In Deutschland haben wir leider immer noch zu wenige Frauen in Führungspositionen. Zudem sehen wir jährlich am Equal Pay Day, dass die Lohnlücke zwischen Frauen und Männer annähernd gleich bleibt. Was können Ihrer Meinung nach Frauen tun, um aktiver die eigene Karriere im Blick zu haben?
An sich selbst glauben und Mut beweisen. Aber im Hinblick auf die Frauenquote in Führungspositionen und die Lohnlücke sind die Unternehmen gefragt.
Das Unternehmen Baufritz stellt ökologische Holzhäuser her. Ihr Vater war damit ein echter Pionier in Deutschland. Mittlerweile sind die Menschen deutlich sensibler geworden für die Anforderungen an ökologisches Bauen. Dies bedeutet für Sie kontinuierliche Weiterentwicklung.
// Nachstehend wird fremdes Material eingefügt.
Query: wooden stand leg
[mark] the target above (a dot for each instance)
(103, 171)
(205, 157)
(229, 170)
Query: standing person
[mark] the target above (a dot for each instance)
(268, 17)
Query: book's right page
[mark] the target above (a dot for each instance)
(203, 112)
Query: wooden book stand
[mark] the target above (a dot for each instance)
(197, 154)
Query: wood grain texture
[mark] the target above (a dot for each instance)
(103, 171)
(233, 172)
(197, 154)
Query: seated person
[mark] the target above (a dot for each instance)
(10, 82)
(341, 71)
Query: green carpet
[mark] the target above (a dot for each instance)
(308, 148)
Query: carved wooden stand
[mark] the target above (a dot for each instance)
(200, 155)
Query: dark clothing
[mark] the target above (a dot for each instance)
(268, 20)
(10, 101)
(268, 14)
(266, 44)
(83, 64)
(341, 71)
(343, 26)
Was sind Ihre Visionen? Wie wird sich der ökologische Hausbau weiterentwickeln?
Wir beobachten seit mehreren Jahren einen klaren Trend in Sachen Ökologie, Nachhaltigkeit und einer gesunden Lebensweise an sich. Die Nachfrage bestimmt den Markt und so wird sich die Anzahl an Anbietern weiter erhöhen. Für die Verbraucher stellt das eine neue Herausforderung bei der Selektierung möglicher Anbieter dar; der Markt wird unübersichtlicher. Wir sehen uns als Dienstleister und werden weiterhin unsere Philosophie der kompromisslosen Ökologie und Wohngesundheit verfolgen. Dabei werden wir nicht stehen bleiben, sondern uns und unser Produkt stetig weiter entwickeln. In Zukunft wird sich die Fläche für Wohnraum weiter verknappen. Die Häuser werden kleiner und effizienter – auch in Sachen Raumintelligenz. Zudem wird uns das Thema der Mehrfamilien- und Mehrgenerationenhäuser intensiv beschäftigen.
Im Sinne der Bewahrung unserer Schöpfung ist Ihnen der ressourcenschonende Umgang mit Materialien und Energie im Bau ein Herzensanliegen. Wie können wir hier alle dazu beitragen?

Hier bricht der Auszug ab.